現代人にとって、コミュニケーション能力は必須である。

SNSで人と人が簡単に繋がれるようになったからこそ、コミュ力がある者は重宝され、ない者は淘汰される。これはコミュ力重視の世の中が良いか悪いかの話ではなく、今はそういう世の中になったという事実である。現代を生きるためにはなるべくコミュ力をつけた方が良い。そのことを説明するために「脱糞だ(だっぷんだ)」という話をしたい。

断っておくが、たいしたオチはない。

僕が小学5年生の時の話だ。ゴールデンウィーク明けの少し過ごしやすい日、午後の授業中にある事件が起こった。授業も中盤に差し掛かった頃、うんちの匂いが教室中を覆い始めた。それは教室が臭気の魔法にかかったような不思議な気持ちにさせられた。まるでファイナルファンタジーの最強黒魔法「アルテマ」を唱えられた気分だった。そして、一番後ろの席に座っていた少女が泣き出した。彼女は涙をこらえていたのだが、それが堪えきれずに泣いてしまったようだ。当時の僕は、一言「トイレに行かせてください」と先生に言えばよかっただけなのにと思った。

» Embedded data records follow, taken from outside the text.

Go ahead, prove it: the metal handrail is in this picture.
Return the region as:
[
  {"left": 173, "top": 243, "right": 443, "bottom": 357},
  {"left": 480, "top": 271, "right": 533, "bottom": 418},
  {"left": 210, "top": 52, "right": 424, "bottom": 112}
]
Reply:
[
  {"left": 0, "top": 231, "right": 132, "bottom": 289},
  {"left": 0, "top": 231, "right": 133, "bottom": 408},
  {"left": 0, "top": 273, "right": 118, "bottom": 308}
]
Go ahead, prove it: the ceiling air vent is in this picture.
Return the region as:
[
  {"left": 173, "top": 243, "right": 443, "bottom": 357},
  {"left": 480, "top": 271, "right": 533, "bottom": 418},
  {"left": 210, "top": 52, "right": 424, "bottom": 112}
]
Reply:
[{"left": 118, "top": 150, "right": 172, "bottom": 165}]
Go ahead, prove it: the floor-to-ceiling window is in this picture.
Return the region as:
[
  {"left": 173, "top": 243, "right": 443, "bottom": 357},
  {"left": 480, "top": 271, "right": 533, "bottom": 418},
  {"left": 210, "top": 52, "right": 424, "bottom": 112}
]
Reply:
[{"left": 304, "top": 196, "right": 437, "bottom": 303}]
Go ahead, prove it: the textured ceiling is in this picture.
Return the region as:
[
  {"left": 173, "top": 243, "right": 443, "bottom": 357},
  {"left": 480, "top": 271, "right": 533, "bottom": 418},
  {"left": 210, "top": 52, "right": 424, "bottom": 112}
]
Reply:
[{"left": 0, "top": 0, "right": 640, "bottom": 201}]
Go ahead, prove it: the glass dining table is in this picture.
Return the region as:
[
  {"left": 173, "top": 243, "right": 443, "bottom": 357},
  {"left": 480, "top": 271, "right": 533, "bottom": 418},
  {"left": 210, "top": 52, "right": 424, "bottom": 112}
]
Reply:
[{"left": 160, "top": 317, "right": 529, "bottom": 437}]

しかし、それができないのが小学生だということは今ならわかる。

そんな中、笑い声が聞こえ始めた。それは少女の隣にいる少年が爆笑しているのだった。僕はますます少女のことを気の毒に思った。それと同時に、笑うなんてかわいそうだと思った。黄色の霧がかかったような状況の中で、少女の泣き声と、少年の笑い声が、シーソーゲームのように交互に聞こえた。最終的には、先生がすべて処理をしてくれた。

コミュ力がないと生きにくくなる。自分の願望を伝えるというコミュ力、他者の気持ちを考えるというコミュ力、どちらも大切である。これは個性の話ではなく、みんなが持っているべきスキルなのである。

先生が処理をする段階で真実が明らかになった。うんちを漏らしたのは少年で、少女はその匂いが臭すぎて泣いていたのだ。

脱糞だ(だっぷんだ)は少年だったのだ。